Carrie Webber [00:00:10] Welcome to another episode of The Jameson Files. I’m Carrie Webber, I’ll be your host today. And I’m so excited to have as our guest today one of Jameson founders Dr. John Jameson who is also the inspiration of the title of our podcast “The Jameson Files”. A nod to a column that you used to provide regularly.

Dr. John Jameson [00:00:36] Every month.

Carrie Webber [00:00:37] For a very well-known general publication. And so we thought it was an appropriate name for this podcast as we come into the the newest way of gathering information and helping to teach and helping dentists and teams learn productive and profitable ways to improve their practices.

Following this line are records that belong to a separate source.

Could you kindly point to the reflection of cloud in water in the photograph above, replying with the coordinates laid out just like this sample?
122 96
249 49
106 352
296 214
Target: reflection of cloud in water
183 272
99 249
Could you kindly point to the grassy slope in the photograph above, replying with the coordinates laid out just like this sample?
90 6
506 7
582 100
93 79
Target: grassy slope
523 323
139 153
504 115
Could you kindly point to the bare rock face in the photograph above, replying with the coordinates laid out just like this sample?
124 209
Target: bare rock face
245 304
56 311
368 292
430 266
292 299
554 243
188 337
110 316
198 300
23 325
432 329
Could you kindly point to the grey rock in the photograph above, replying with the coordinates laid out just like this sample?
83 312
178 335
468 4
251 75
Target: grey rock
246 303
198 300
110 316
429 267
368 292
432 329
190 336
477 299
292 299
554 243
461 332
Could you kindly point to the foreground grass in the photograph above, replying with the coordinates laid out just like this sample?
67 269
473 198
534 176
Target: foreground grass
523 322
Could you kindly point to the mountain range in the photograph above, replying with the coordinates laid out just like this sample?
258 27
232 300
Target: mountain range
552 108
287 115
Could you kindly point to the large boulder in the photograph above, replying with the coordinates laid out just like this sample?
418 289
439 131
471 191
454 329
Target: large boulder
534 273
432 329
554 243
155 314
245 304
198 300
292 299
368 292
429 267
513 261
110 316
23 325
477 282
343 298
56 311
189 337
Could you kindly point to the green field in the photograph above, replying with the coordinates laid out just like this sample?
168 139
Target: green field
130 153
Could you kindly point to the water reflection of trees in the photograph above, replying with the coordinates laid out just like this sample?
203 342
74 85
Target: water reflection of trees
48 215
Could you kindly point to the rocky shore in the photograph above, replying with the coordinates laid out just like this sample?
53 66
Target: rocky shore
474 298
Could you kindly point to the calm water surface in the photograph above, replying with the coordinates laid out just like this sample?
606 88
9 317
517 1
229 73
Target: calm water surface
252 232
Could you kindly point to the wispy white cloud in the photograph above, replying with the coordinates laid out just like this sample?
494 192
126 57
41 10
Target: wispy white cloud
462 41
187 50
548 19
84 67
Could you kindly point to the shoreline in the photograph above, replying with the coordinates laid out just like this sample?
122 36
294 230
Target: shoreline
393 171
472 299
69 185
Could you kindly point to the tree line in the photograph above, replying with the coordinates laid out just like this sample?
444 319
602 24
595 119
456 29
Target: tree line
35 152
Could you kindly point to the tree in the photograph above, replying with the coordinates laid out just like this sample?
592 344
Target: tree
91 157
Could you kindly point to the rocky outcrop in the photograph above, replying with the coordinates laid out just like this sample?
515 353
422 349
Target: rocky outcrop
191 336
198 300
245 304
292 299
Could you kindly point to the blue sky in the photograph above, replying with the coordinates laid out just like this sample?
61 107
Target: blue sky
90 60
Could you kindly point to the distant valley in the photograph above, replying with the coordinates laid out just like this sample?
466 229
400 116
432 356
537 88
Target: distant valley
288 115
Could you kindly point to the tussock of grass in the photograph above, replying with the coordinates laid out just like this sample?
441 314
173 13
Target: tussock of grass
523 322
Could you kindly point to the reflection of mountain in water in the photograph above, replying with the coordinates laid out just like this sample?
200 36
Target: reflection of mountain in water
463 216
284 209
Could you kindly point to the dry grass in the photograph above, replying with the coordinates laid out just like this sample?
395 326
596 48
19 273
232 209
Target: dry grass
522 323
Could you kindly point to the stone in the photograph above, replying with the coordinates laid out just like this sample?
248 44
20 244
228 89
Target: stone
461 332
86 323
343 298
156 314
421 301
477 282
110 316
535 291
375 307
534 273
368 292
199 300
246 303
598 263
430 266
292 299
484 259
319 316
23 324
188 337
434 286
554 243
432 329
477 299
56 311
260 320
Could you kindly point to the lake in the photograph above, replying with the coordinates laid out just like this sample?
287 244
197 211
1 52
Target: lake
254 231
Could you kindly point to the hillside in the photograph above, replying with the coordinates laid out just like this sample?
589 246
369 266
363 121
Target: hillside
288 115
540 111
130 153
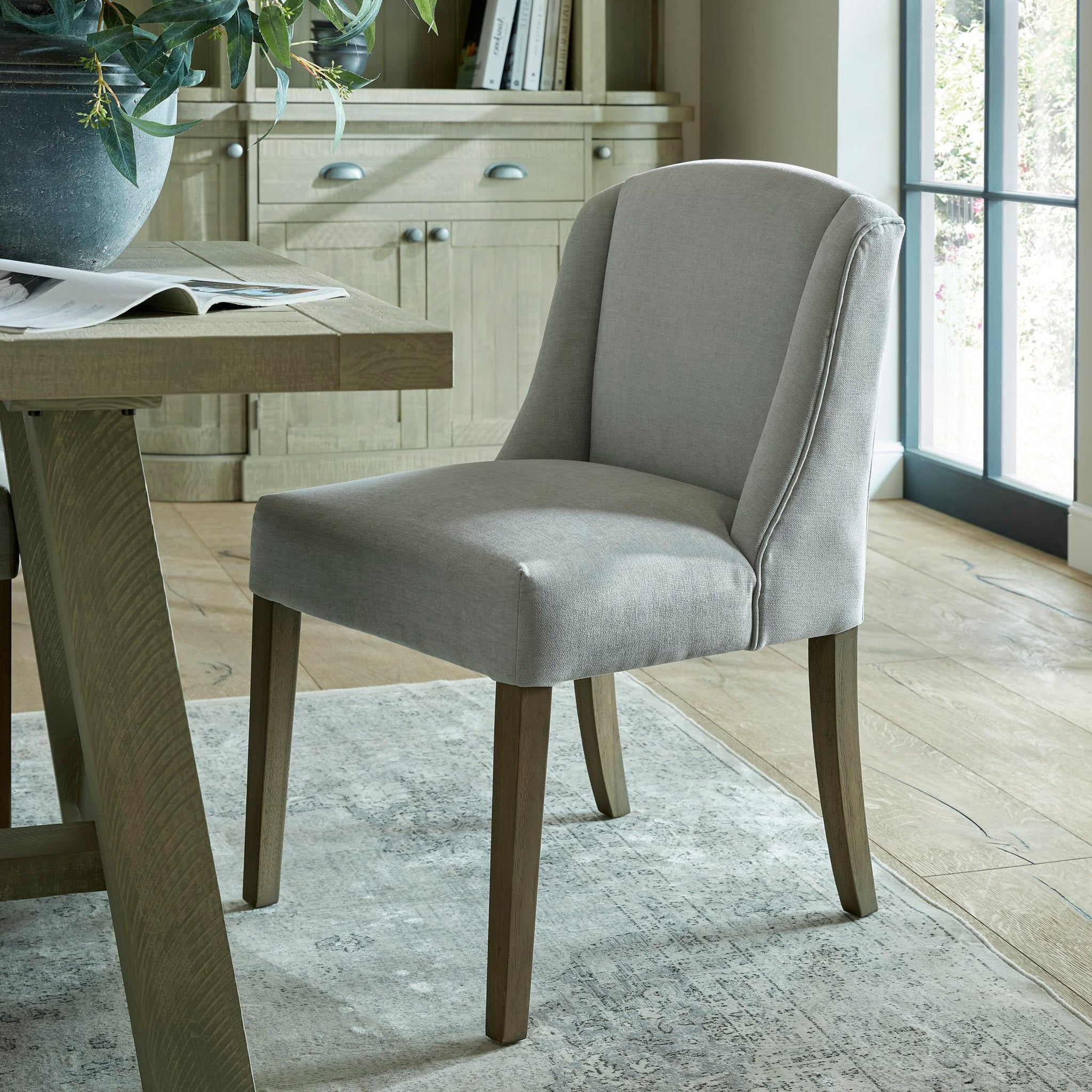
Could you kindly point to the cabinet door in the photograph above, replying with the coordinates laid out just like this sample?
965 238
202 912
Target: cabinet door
376 258
203 198
630 157
492 283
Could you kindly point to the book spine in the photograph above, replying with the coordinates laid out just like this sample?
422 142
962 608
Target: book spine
564 34
496 31
536 35
550 46
472 42
518 50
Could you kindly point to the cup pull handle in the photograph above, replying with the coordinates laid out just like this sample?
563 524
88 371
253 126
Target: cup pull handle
343 172
512 171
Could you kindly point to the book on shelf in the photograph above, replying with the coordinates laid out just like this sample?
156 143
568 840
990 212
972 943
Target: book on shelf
564 36
493 44
550 45
536 36
469 55
517 61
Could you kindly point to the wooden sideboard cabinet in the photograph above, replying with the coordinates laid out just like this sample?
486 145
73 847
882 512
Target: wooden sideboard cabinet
423 228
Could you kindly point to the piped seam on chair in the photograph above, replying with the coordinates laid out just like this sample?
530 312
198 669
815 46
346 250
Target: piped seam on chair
833 341
522 572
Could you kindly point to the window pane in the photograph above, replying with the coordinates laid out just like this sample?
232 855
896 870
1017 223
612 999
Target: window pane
1039 407
951 360
1047 100
958 92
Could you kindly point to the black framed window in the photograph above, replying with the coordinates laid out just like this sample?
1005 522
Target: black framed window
990 181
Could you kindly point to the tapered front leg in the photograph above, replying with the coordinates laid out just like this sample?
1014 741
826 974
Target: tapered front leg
599 732
275 662
832 674
5 702
519 784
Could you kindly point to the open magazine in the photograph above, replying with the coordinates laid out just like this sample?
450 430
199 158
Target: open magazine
51 298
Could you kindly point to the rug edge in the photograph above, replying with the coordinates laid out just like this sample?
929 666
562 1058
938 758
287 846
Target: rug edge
719 745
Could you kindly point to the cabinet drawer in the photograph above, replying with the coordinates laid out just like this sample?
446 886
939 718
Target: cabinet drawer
419 171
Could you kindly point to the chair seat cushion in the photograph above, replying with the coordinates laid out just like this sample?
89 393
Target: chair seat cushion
531 572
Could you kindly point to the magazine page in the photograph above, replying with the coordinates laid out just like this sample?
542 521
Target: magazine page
50 298
206 293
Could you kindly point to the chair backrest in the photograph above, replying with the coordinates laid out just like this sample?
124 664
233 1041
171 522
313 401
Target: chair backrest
707 267
722 324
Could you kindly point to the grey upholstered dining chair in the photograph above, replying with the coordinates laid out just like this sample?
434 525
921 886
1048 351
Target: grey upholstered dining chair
688 475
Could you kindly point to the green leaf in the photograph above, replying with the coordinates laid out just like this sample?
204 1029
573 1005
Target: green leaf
117 138
174 73
108 42
282 99
275 29
65 10
147 63
427 11
282 94
157 129
354 82
339 115
333 13
178 34
240 39
357 25
186 11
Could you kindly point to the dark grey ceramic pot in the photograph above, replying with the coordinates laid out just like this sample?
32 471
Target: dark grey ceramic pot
352 55
61 200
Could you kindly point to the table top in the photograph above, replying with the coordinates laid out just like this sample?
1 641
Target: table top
355 344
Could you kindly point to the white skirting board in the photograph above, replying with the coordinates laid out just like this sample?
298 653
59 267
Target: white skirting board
1080 536
887 471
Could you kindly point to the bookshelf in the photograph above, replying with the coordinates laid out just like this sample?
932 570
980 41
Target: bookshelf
423 229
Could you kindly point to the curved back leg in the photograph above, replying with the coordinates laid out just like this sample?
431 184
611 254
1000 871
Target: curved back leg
832 675
275 660
599 732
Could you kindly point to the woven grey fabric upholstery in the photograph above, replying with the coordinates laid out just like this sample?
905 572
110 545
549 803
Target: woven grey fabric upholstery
716 333
531 572
9 547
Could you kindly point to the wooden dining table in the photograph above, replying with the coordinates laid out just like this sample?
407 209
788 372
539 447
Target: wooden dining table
133 820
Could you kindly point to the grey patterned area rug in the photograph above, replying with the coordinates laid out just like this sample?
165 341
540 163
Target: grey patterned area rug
695 945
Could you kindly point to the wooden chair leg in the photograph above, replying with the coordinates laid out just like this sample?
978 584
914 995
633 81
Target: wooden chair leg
832 674
599 732
521 734
275 660
6 703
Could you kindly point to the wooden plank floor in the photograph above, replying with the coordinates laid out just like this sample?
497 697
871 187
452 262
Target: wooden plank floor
976 709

Dr. John Jameson [00:00:57] I love the way the name continues on.

Carrie Webber [00:00:59] We’re so glad you’re here. Thank you for being with me. A little probably not a little known fact but another fact is that you’re not only the founder of this company but you’re my dad and that’s my favorite thing about you. But for the sake of this podcast we’re gonna keep it very professional. And I want to pick your brain a little bit for those listening and watching. And today I’d really like to talk not necessarily about your origin story as a dentist but your evolution story so to speak from my perspective. Here’s how I know this story goes. And I’d love to hear your perspective of it. You graduated dental school moved back to your hometown to practice dentistry. Purchased an existing dental practice there in a small town in southern Oklahoma. Practiced probably the way that that practice had always run previously and the only way you knew how the time, for about ten years and found yourself burning out financially stressed and realized something’s got to change. So can you tell me a little bit about, that was about year 10. Is that right?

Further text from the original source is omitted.